Kitaptaki iki kısa romandan ilki olan Uzun Kuraklık, ekonomik zorluklar yaşayan bir çiftlikte açıyor kapılarını bize ve kaçan ineğin peşinde geçen bir günü anlatıyor. Buradan bakıldığında eğlenceli bir konu olarak gözükebilir "kaçan inek" başlığı. Her Kurban Bayramı'nda "kaçan dana" haberlerini okuyan bizler için durum böyle ancak Cynan Jones, bu olaydan yola çıkarak derin bir kasvete ve düşünceler selinin içine sürüklüyor okurunu. Düşünün sadece maddi sıkıntılar yaşayan bir köylünün evinden kaçan bir ineğin ne demek olduğunu! İşte böyle bir iç sıkıntısıyla açıyor roman sayfalarını bize. Sonrasında da romanın kahramanı Gareth ineğini ararken onun zihin akışına kapılıyoruz. Öykü diline yakın bir dili var Cynan Jones'un. Ânı genişleten, zihnin kıvrımlarında dolaşan... Buna bağlı olarak Gareth ineğini ararken onun zihnine dalıyor yazar ve kırsalın ıssız topraklarından doğan insan hikâyelerinin yanında farklı bir var oluş sorgulamasına kadar uzanıyor. Doğum, ölüm, yaşam... Bunlar kahramanımızın zihninden akıp gidiyor. Galler kırsalının ıssızlığıyla da üst üste biniyor adeta bu sorgulamalar. Hemen yukarıda bahsettiğim; yazarın, romanın atmosferiyle bütünleşen dilini de duyumsuyoruz Uzun Kuraklık'ta.
Bu kısa romanda Cynan Jones'un uyguladığı bir farklı biçem daha var. Olayları; Gareth, karısı Kate, oğulları Dylan ve kızları Emmy’den oluşan aile bireylerin gözünden teker teker izleterek veriyor Jones. Bu da yaşayışların her gözde nasıl farklı şekillendiğini görebilmek adına oldukça önemli.
Uzun Kuraklık'ın ardından gelen Kazı da yine aynı şekilde kırsalda akıp giden bir roman. Ancak hemen belirtmekte yarar var; Uzun Kuraklık'ın devamı niteliğinde bir hikâye değil. Benzerlikleri aynı topraklardan doğmaları. Kim bilir, belki aynı kitapta toplanmalarının da nedeni budur.
Kazı, yine bir çiftlikte açmaya başlıyor hikâyesini.
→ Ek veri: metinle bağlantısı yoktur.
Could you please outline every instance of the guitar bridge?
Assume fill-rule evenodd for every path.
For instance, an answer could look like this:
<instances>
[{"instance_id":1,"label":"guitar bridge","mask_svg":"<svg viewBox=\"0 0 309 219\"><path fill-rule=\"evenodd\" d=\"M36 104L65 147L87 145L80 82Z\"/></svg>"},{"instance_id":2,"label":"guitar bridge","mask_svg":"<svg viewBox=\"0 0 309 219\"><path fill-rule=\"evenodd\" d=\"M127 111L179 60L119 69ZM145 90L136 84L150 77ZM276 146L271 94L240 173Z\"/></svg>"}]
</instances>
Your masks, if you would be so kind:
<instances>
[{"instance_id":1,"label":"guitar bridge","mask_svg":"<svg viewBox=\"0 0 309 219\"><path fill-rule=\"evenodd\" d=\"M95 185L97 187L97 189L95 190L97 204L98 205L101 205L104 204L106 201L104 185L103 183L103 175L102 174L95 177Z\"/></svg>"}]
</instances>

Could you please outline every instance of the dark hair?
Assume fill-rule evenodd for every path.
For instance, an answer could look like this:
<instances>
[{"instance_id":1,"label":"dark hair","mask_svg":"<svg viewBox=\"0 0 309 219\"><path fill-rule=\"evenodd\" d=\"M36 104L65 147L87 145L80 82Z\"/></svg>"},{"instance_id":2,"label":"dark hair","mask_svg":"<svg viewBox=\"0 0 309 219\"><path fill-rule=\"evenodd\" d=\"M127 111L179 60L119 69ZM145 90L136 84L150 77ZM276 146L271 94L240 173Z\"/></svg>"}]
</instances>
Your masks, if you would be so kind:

Ancak bu kez bir aile değil, eşini yakın zaman önce kaybetmiş hüzünlü bir genç adam karşılıyor bizi. Hikâyenin karşı yakasına ise porsukları köpeklerle dövüştürmek için acvlayan "vahşi" bir karakter yerleştirilmiş. Bu karakter yazar tarafından şiddettin hayattaki olağanlığını ve bir yandan eleştirisini yapmak için konumuş romana. Bu bağlamda hikâyenin iki yakası, bu şiddet sarmalıyla bağlanıyor birbirine ve iki farklı uçta görünen roman kahramanları aynı noktada birleşiyor.
Uzun Kuraklık da, Kazı da aynı dünyadan ve dilden doğmuş iki farklı verim. Aynı köyün farklı çiftliklerinde yaşanan iki hikâyeyi anlatıyor gibiler. Ancak düşündürdükleri ve romanın üzerine düşündüğü noktalar farklı elbette.
İkisinin romanın en önemli ortak noktasını ise yazarın anlatım gücü belirliyor.
UZUN KURAKLIK – KAZI, Cynan Jones, Çev.: Kıvanç Güney, Yapı Kredi Yayınları, 2015.